What is the best recommendation for versioning rasa models? Currently I push the model directly to my git repository. But the problem is over time the git repository size increases with multiple model versions from different branches.

I found out that we can use DVC to version large files. It has also support to connect to aws s3. is there any resources / recommendations in model versioning best practices with respect to rasa projects?

I am looking forward to a solution where we can easily revert back the model in production in case we face any issues with the newly deployed model.

regarding models, treat them as artifacts, There is a metadata.json within the model tar which contains all information about the model, you can use that json as a meta to keep track.

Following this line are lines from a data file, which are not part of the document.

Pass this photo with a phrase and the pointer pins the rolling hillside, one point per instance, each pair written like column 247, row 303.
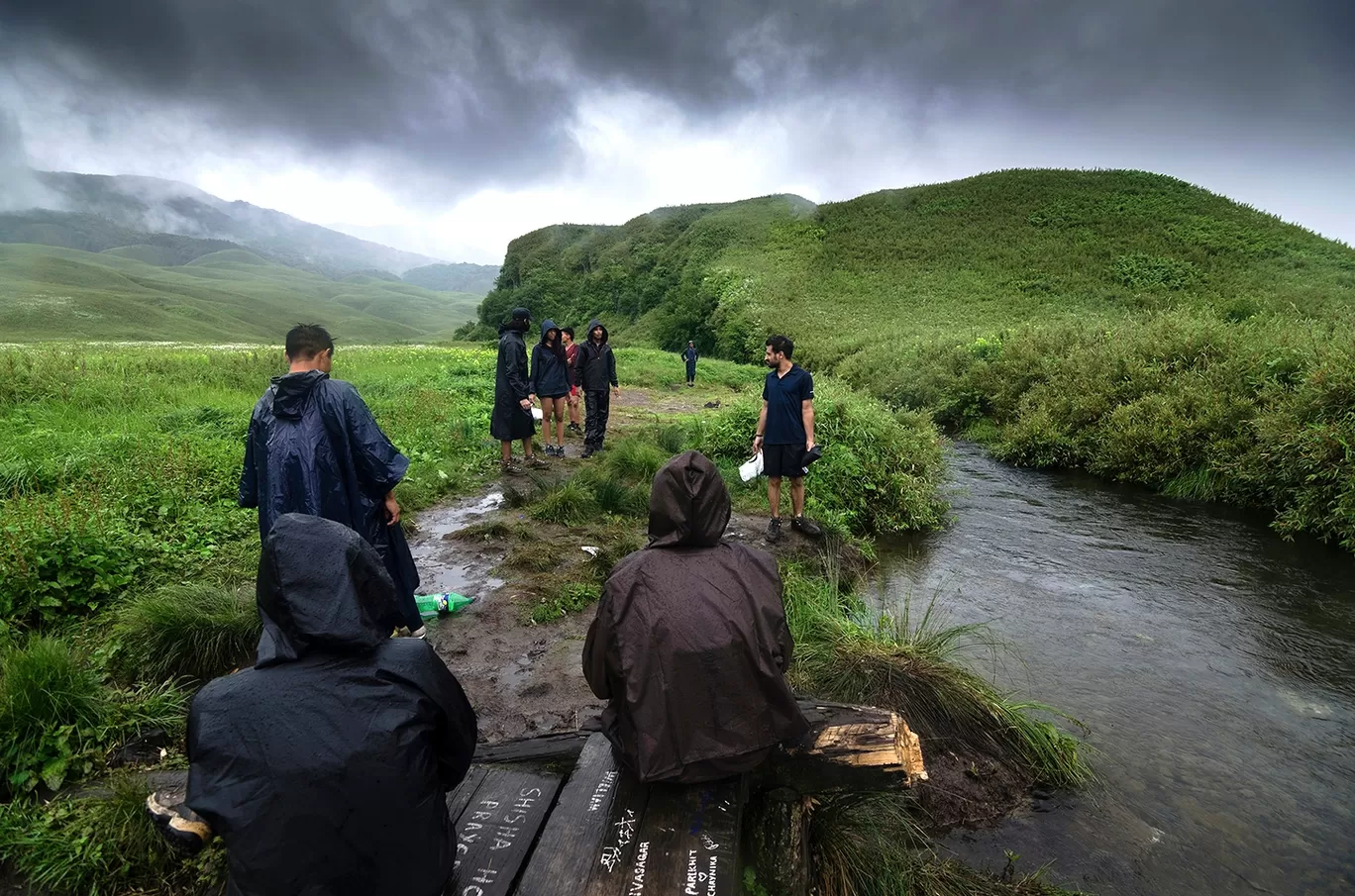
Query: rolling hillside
column 454, row 277
column 150, row 205
column 233, row 295
column 1123, row 323
column 901, row 265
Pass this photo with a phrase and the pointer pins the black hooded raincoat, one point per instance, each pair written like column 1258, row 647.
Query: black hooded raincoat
column 324, row 767
column 549, row 371
column 313, row 447
column 689, row 645
column 508, row 421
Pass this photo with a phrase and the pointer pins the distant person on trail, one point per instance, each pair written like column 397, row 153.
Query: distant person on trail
column 786, row 434
column 313, row 447
column 326, row 766
column 511, row 419
column 551, row 383
column 689, row 356
column 689, row 645
column 572, row 356
column 596, row 371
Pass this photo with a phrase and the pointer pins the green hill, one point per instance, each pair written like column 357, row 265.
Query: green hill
column 904, row 265
column 1123, row 323
column 51, row 292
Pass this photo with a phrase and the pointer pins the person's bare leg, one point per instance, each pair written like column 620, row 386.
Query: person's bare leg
column 774, row 496
column 797, row 496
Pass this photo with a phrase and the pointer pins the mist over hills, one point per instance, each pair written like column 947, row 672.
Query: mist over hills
column 151, row 205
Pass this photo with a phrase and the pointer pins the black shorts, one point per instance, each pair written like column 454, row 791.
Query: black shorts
column 783, row 460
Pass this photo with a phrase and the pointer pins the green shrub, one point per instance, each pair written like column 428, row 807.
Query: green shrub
column 57, row 718
column 192, row 631
column 566, row 504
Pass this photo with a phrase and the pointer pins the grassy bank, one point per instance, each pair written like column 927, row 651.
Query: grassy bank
column 1255, row 412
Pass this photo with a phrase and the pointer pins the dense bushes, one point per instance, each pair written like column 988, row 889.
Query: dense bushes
column 1259, row 413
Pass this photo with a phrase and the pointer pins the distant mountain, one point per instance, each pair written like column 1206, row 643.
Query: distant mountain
column 150, row 205
column 147, row 291
column 454, row 277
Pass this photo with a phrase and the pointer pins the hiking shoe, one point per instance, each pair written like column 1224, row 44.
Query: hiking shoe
column 177, row 825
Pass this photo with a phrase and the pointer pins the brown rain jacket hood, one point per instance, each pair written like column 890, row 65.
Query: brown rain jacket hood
column 689, row 645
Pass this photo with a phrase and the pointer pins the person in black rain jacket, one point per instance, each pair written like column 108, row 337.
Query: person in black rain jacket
column 511, row 419
column 551, row 383
column 326, row 766
column 596, row 369
column 313, row 447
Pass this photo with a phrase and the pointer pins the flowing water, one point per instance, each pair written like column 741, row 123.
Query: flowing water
column 1213, row 663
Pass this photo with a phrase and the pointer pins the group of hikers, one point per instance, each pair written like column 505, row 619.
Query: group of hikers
column 562, row 371
column 324, row 766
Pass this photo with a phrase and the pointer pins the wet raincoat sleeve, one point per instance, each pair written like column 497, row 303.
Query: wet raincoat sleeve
column 515, row 371
column 249, row 496
column 454, row 727
column 596, row 648
column 379, row 464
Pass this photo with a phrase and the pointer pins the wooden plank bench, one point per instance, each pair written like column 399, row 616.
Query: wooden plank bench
column 526, row 829
column 610, row 836
column 606, row 836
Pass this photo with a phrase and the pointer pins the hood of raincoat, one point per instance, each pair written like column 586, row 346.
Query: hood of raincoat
column 688, row 504
column 321, row 587
column 291, row 391
column 593, row 324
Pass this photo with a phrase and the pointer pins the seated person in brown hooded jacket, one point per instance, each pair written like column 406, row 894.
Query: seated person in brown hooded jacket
column 689, row 645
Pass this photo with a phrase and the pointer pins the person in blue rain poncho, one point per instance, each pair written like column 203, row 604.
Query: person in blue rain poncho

Besides versioning in s3 is simply tracked by the model timestamp or any unique attribute you want to use. for us we have a unique training ID which i use as s3 object and place the model underneath that object. the path looks something like this - training-ID-agent-ID/language/model.tar.gz and i save the training data separately as well. just to bring a model back and verify on which data it has been trained.


Iā€™d recommend synchronizing your local models folder with S3 at the end of the training session and using the model from S3 as a build artifact. You can use the below commands to do so with the AWS CLI in a script as part of your CI/CD (I have it set up as a step in my GitHub Actions, for example)

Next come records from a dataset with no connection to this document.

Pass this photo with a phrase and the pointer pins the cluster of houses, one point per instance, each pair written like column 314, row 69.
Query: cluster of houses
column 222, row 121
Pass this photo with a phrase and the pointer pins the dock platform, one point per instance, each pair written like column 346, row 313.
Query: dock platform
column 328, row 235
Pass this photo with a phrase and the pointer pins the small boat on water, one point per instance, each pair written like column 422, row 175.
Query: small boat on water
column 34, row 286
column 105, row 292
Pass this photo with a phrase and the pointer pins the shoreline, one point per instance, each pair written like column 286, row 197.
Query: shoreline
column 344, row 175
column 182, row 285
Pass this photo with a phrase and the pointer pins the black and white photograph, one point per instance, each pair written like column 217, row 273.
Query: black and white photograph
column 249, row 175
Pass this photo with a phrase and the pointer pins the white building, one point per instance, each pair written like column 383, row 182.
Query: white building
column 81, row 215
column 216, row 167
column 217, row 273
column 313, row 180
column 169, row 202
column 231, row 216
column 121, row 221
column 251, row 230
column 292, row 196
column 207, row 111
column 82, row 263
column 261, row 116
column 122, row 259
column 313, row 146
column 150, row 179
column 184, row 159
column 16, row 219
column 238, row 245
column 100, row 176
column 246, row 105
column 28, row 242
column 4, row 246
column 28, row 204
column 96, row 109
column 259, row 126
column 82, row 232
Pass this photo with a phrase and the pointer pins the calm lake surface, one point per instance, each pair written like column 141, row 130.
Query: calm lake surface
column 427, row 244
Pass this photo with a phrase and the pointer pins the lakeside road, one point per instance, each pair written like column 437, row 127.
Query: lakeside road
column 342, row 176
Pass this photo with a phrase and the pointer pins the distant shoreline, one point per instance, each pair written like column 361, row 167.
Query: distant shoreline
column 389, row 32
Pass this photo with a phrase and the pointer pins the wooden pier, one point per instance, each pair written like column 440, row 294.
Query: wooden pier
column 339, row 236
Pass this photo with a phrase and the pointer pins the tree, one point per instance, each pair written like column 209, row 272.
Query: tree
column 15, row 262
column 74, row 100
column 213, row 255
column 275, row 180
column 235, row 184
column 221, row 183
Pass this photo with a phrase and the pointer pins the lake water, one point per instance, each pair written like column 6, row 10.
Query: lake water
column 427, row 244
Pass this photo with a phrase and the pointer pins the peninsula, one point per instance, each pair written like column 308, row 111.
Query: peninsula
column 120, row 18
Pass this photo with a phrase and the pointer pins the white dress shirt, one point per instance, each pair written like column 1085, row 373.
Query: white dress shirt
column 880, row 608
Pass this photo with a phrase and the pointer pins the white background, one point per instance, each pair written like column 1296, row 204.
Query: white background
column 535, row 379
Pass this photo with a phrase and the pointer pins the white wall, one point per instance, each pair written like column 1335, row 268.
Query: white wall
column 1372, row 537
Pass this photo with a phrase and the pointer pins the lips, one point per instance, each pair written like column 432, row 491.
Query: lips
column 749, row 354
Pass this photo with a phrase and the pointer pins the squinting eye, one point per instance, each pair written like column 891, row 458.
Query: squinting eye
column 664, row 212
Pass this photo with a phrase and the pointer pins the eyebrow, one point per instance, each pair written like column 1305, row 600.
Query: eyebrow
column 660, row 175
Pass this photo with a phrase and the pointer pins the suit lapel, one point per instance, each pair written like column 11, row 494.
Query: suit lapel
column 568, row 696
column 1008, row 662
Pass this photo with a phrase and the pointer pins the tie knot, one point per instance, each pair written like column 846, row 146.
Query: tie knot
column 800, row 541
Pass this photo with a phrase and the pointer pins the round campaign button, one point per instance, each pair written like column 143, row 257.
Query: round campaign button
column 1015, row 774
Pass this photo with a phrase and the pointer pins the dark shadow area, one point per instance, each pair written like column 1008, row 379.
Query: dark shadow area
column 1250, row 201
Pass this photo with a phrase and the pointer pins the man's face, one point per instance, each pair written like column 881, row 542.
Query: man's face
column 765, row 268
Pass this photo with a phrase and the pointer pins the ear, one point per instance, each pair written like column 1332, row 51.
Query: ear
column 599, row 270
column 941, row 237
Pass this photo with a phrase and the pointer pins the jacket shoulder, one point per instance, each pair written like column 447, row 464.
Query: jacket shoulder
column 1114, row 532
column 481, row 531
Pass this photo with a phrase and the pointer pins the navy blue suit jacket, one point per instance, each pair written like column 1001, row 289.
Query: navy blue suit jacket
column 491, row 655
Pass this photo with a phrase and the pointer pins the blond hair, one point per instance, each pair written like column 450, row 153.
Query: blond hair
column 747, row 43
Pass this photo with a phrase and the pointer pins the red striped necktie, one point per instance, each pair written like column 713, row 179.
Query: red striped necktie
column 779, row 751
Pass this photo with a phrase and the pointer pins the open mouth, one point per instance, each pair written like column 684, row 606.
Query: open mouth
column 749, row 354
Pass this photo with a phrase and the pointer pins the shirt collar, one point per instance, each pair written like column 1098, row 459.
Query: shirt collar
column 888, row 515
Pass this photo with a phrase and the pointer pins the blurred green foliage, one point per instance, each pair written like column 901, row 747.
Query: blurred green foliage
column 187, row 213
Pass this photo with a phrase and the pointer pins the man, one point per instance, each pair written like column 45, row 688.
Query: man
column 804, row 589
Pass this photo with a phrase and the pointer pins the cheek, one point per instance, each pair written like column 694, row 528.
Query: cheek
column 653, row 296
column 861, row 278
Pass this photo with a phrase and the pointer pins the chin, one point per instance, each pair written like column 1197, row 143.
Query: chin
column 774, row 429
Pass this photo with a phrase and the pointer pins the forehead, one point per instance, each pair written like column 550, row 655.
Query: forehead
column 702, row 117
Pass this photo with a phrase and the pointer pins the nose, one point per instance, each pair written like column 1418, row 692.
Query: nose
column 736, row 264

aws s3 sync ./models s3://rasa-artifacts/models --exclude .gitkeep
aws s3 sync ./logs s3://rasa-artifacts/logs --exclude .gitkeep # this is for testing logs

Although what @souvikg10 mentioned as a naming convention I think would also be a good idea, since you might have different types of models for different purposes. You may also want to consider naming the model something special during training with the --fixed-model-name CLI option during training time. A timestamp and the model id is a good place to start.